3-8553 Medical Center
(585) 275-6576

Office Hours: By appointment


Research Overview

We aim to understand the unique property of germ cells. Germ cells are the only cell type whose lifespan is not limited as they are reprogrammed with totipotency in the next generation. To ensure the sustainability of a species, germ cells need to fulfill three additional new properties that are distinct from any other cell type.

First, the germ cells must faithfully replicate their genome, avoiding invasion from foreign genetic elements, and only recognizing gametes from their own species to fertilize.

Second, the germ cells need to diversify their offspring. Mutations primarily come from meiotic recombination, transposon insertions/deletions, and spontaneous point mutations and structural variations. It has been found that the number of mutations increases with age in men.

Third, some acquired traits are inheritable. Although once discredited, Lamarkian inheritance has been resurrected by recent advances in our understanding of epigenetics. It has been shown that germ cells are sensitive to the environment & can pass epigenetic information across generations.
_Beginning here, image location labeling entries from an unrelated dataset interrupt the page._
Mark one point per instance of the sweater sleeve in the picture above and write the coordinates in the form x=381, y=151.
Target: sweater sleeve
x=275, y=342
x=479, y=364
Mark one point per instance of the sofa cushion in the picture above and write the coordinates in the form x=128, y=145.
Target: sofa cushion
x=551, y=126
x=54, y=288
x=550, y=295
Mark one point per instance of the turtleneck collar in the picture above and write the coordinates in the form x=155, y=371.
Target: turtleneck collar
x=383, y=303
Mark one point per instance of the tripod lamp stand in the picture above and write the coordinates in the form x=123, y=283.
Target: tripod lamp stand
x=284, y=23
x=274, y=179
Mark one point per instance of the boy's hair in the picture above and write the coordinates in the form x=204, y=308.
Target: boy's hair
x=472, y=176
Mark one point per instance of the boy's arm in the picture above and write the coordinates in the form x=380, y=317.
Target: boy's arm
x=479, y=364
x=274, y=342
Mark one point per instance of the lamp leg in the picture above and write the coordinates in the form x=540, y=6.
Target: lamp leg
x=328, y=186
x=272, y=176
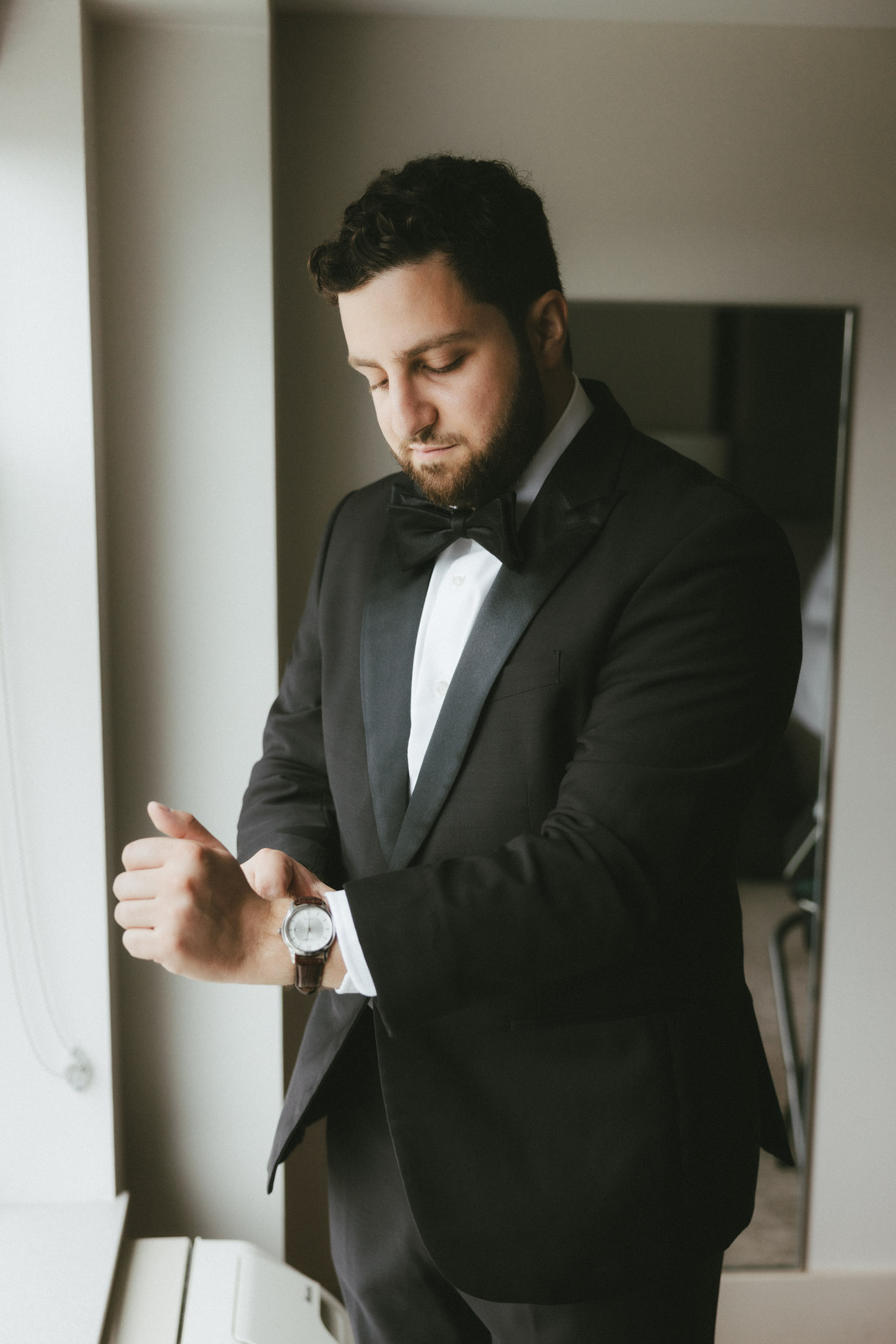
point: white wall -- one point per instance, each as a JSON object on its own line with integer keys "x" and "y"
{"x": 55, "y": 1144}
{"x": 678, "y": 163}
{"x": 187, "y": 333}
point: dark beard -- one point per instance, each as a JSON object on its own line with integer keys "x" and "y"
{"x": 502, "y": 459}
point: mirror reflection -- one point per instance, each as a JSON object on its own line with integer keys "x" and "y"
{"x": 760, "y": 396}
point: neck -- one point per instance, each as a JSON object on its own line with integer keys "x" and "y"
{"x": 558, "y": 385}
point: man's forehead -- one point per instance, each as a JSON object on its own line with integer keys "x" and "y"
{"x": 407, "y": 311}
{"x": 430, "y": 343}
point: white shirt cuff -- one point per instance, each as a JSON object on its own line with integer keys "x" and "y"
{"x": 357, "y": 976}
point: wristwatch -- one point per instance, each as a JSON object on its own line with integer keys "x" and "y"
{"x": 310, "y": 933}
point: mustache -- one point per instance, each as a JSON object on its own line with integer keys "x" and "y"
{"x": 432, "y": 440}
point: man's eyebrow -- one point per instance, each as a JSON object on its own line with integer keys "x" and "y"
{"x": 432, "y": 343}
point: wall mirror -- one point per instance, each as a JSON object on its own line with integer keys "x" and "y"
{"x": 761, "y": 397}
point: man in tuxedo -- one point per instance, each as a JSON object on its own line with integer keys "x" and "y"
{"x": 496, "y": 814}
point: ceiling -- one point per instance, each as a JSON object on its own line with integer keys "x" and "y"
{"x": 838, "y": 14}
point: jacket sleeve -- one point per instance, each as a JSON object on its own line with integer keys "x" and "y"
{"x": 288, "y": 804}
{"x": 693, "y": 687}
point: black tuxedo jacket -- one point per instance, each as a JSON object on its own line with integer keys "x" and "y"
{"x": 570, "y": 1060}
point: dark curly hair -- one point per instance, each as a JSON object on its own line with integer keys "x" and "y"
{"x": 488, "y": 223}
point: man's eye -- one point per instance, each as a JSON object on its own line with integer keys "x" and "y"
{"x": 445, "y": 369}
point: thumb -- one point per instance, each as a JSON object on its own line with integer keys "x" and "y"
{"x": 183, "y": 826}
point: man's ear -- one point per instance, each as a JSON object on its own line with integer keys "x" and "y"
{"x": 547, "y": 324}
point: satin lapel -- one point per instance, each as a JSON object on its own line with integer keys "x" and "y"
{"x": 388, "y": 636}
{"x": 555, "y": 536}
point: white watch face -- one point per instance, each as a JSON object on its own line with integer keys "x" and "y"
{"x": 308, "y": 929}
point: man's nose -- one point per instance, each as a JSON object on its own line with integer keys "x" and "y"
{"x": 411, "y": 411}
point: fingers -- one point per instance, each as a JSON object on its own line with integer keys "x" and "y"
{"x": 137, "y": 885}
{"x": 182, "y": 826}
{"x": 136, "y": 914}
{"x": 151, "y": 852}
{"x": 140, "y": 942}
{"x": 272, "y": 874}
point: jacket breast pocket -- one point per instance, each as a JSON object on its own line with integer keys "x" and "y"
{"x": 528, "y": 675}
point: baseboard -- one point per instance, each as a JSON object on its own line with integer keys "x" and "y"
{"x": 790, "y": 1307}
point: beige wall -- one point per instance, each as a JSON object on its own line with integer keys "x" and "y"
{"x": 678, "y": 163}
{"x": 55, "y": 1144}
{"x": 187, "y": 338}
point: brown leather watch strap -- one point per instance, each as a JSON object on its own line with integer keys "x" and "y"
{"x": 310, "y": 972}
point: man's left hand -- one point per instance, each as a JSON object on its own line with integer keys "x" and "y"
{"x": 187, "y": 904}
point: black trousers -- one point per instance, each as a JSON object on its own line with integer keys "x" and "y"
{"x": 396, "y": 1295}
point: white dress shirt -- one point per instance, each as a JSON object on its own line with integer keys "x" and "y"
{"x": 461, "y": 579}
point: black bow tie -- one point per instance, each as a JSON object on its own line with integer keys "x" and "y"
{"x": 421, "y": 530}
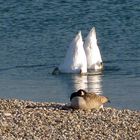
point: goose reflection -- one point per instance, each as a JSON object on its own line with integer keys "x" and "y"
{"x": 95, "y": 83}
{"x": 91, "y": 83}
{"x": 80, "y": 82}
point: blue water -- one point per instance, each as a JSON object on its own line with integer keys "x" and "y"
{"x": 34, "y": 37}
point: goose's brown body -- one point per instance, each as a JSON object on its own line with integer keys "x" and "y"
{"x": 87, "y": 100}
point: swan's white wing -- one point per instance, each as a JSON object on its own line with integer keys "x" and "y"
{"x": 92, "y": 50}
{"x": 75, "y": 59}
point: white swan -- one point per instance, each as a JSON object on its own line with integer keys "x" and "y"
{"x": 75, "y": 60}
{"x": 94, "y": 60}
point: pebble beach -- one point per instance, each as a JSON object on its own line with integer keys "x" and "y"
{"x": 27, "y": 120}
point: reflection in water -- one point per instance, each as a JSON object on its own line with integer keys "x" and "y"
{"x": 95, "y": 83}
{"x": 80, "y": 82}
{"x": 91, "y": 83}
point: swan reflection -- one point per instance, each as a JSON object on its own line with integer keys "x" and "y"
{"x": 91, "y": 83}
{"x": 80, "y": 82}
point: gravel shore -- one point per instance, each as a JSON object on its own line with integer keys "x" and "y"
{"x": 26, "y": 120}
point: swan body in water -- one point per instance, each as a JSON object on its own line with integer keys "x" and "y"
{"x": 94, "y": 60}
{"x": 80, "y": 58}
{"x": 75, "y": 60}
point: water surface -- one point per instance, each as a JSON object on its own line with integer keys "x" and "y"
{"x": 34, "y": 37}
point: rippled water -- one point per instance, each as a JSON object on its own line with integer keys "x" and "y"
{"x": 34, "y": 36}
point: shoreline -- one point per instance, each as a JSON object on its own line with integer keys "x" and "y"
{"x": 30, "y": 120}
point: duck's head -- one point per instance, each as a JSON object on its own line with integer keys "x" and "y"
{"x": 105, "y": 99}
{"x": 80, "y": 93}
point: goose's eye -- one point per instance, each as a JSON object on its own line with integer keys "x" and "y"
{"x": 82, "y": 93}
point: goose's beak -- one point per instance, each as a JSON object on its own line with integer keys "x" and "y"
{"x": 109, "y": 101}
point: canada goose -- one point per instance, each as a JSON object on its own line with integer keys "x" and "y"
{"x": 87, "y": 100}
{"x": 75, "y": 60}
{"x": 94, "y": 60}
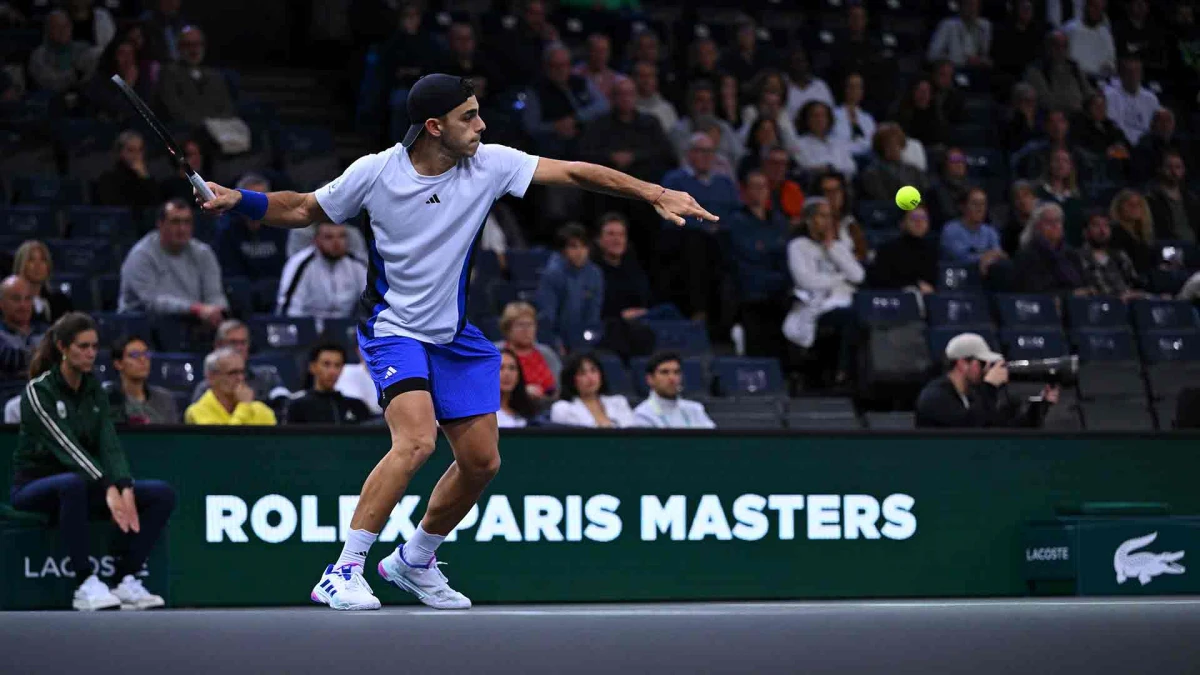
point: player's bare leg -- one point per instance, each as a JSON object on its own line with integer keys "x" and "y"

We want to understand the basic principles underlying these unique properties from two specific angles. The first is through an RNA biology oriented approach. We strive to understand how various germ-line RNAs prepare and shape epigenetic information flowing across generations. The second focuses on comparative biology. We have established alternative model organisms, such as chickens and lizards, for studying germ cell biology. We are adopting an interdisciplinary approach that includes genetics, epigenetics, cell biology, RNA biochemistry, reproductive biology, early embryology, evolutionary biology, and bioinformatics. Currently, our ongoing projects are centered on two related topics: PIWI-interacting RNAs (piRNAs) and sperm RNAs. piRNAs are a recently discovered type of small RNA that offers great promise in advancing our understanding of germ cell biology, whereas sperm RNAs may offer important insight into the transgenerational flow of epigenetic information. Finally, beyond infertility and contraception, what we have learned in germ cells can be applied to other cell types to promote regeneration or anti-aging. At the same time, understanding the mis-activation of some germline properties can offer insight into some diseases, such as cancer.